Summer research through the Center for Social Science Research
Research fellowships are available to students who wish to pursue an independent research project under the guidance of a faculty sponsor. These projects are funded and include a stipend of up to $3,700 for students working full time on a project for at least two months in the summer. Contact: Professor Herbert Kessel, Department of Economics.


Community Engaged Learning
A number of courses at Saint Michael’s have a Community-Engaged Learning component, including local, domestic and international learning opportunities.  In many of these courses, the Community-Engaged component is significant enough to fulfill the Experiential Learning requirement.  These courses are designated as such in the catalog. First-year seminars may not be used to fulfill the EL requirement.   Contact: Joan Wagner, Director of Community Engaged Learning

Community Service
Community service engages students in activities that primarily focus on freely providing time, talent, and energy to address human and community needs.  As students participate in activities designed to build community and respect the value and dignity of all, they come face-to-face with complex societal issues and their role in creating a more just world. Opportunities for formal learning may arise through orientation, training, and reflection activities provided by MOVE or a partnering organization. Designated levels of activity in community service qualify to fulfill the EL requirement. Contact:  Heidi St. Peter, Director of M.O.V.E.

Leadership Development

Students at Saint Michael’s will find a wide array of opportunities to develop a broad view of the world and a deeper understanding of themselves through co-curricular Leadership Development in a variety of programs on campus. Achieving specified leadership levels in the co-curricular areas listed below fulfills the EL requirement.  For information on these opportunities contact the following:

Edmundite Campus Ministry: Anna Lester
Fire and Rescue Program: Peter Soons
Intercollegiate Athletics: Zaf Bludevich
Mobilization of Volunteer Efforts: Heidi St. Peter
Onion River Review: Prof. Will Marquess
Orientation Leadership and Student Association: Grace Kelly
Residence Life: Lou Dimasi
Army ROTC and Air Force ROTC
Wilderness Program: Todd Wright

Individualized Learning

Individualized learning is a monitored work or service experience (internship or community service project, for example) that relates to the student’s academic curriculum and/or career goals but does not carry academic credit.  It may satisfy the Experiential Learning Requirement and is customized by and for students.  Examples of individualized experiences for students include off-campus work experiences, service related projects and on-campus experiences that are not under the auspices of programs listed above.
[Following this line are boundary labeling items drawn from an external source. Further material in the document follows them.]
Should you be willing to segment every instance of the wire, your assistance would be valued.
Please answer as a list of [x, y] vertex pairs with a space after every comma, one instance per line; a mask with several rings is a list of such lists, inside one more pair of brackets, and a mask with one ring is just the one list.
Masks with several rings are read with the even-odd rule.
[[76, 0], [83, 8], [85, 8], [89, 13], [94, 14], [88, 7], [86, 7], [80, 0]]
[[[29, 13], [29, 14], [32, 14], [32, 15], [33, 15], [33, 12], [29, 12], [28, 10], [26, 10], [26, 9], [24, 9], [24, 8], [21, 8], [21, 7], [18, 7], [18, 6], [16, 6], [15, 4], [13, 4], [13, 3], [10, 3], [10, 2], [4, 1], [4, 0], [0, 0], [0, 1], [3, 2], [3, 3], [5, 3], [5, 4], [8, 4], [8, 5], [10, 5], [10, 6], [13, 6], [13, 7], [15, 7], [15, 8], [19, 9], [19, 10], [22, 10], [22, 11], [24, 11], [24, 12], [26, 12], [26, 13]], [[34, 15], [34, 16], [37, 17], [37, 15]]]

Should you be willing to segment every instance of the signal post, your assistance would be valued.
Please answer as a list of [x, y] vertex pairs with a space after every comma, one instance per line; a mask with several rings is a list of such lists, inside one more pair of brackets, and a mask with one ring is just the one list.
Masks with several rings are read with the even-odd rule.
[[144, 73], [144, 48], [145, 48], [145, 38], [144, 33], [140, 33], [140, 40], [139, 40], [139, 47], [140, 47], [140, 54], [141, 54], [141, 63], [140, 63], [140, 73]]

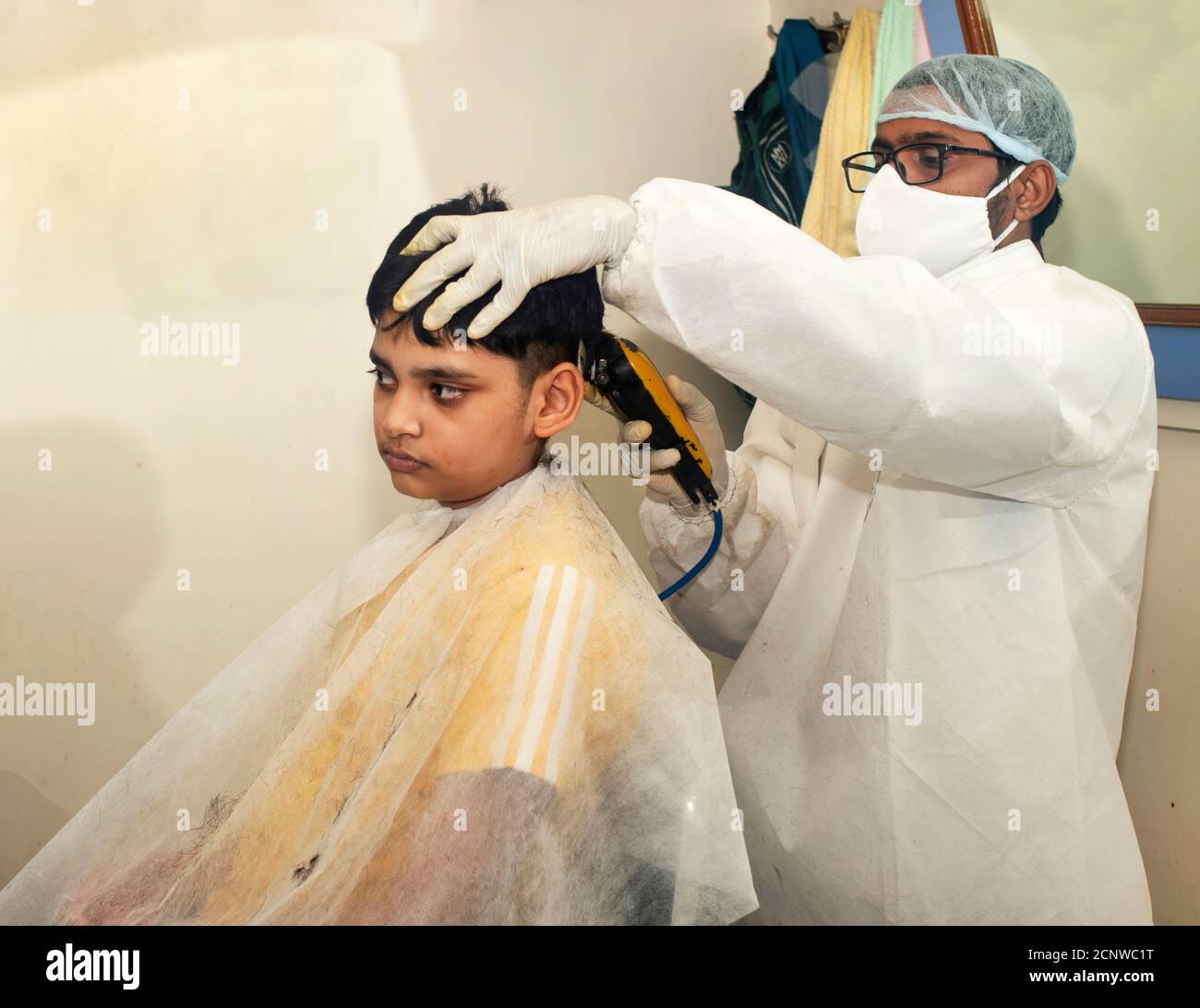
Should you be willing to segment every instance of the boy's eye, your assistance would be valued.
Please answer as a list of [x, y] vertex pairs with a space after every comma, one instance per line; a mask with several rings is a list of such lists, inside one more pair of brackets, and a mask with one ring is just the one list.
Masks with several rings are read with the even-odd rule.
[[[396, 382], [386, 371], [378, 367], [367, 368], [367, 374], [374, 374], [377, 385], [395, 385]], [[388, 380], [385, 382], [384, 378]]]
Students selecting this option for completing the Experiential Learning Requirement will coordinate with a faculty or staff mentor. Together with the mentor, learning objectives, assignments and job responsibilities generally will be identified in advance.  While assignments will be customized to fit the individual needs of the student, typical assignments may include: journals, analysis papers, reflection papers and/or supervisor’s evaluation.  When all work is completed, the mentor notifies the Registrar’s Office. Guidelines for Individualized Learning will be available to mentors and students.